Cardboard toilet paper tube
Colored Duck tape
Step 1: Tear Duck tape into strips that are twice the length of the tube. You’ll need 5 strips total but I recommend tearing them one at a time. We used three colors of Duck tape but feel free to use whatever colors you want.
Step 2: Center the tape inside the tube and stick it to the inside of the tube. This part is a little tricky. You’ll want to fold the tape in half with the sticky side facing outward and “thread” it through the tube. Once it’s stuck to the inside of the tube carefully fold the ends over onto the outside of the tube. Continue with 3 more strips of tape, overlapping them as you go until the tube is covered.
Step 3: Wrap a final piece of tape around the outside center of the tube.
Step 4: Explain to older children that anything that fits inside the tube is too small for the baby and shouldn’t be given to the baby.

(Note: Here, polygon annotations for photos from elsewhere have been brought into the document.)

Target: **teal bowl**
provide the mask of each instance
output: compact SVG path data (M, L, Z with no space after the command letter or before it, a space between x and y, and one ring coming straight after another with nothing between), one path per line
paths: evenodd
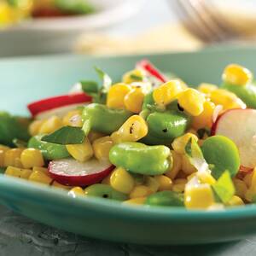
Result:
M256 49L211 49L196 53L119 57L61 55L0 61L0 109L26 113L26 105L62 94L82 79L96 79L93 66L114 80L136 61L148 58L189 84L219 83L225 65L236 62L256 72ZM212 212L126 206L97 198L71 198L65 192L0 176L0 203L46 224L89 237L150 245L200 244L256 234L256 206Z

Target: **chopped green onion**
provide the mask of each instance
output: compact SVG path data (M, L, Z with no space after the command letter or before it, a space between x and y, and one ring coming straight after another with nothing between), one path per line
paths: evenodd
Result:
M68 145L81 144L84 143L85 134L79 127L64 126L49 135L42 137L43 142Z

Step 5: Find several toys and show the older children how some toys fit into the tube (Legos, marbles, Matchbox cars, etc.) and some toys do not (baby rattles, large building blocks, stuffed animals, etc.).
Step 6: Let the children experiment with toys to see which ones are safe for the baby while you supervise them.
Step 7: Never leave your baby or young child unattended.
Step 8: Take an CPR class that includes instruction on CPR for infants and children.
Note: Immediately after completing this project my 2 1/2-year-old gave my 8-month-old an un-inflated latex balloon (an obvious choking hazard). So again, never leave your baby unattended, especially in the company of well-meaning toddlers.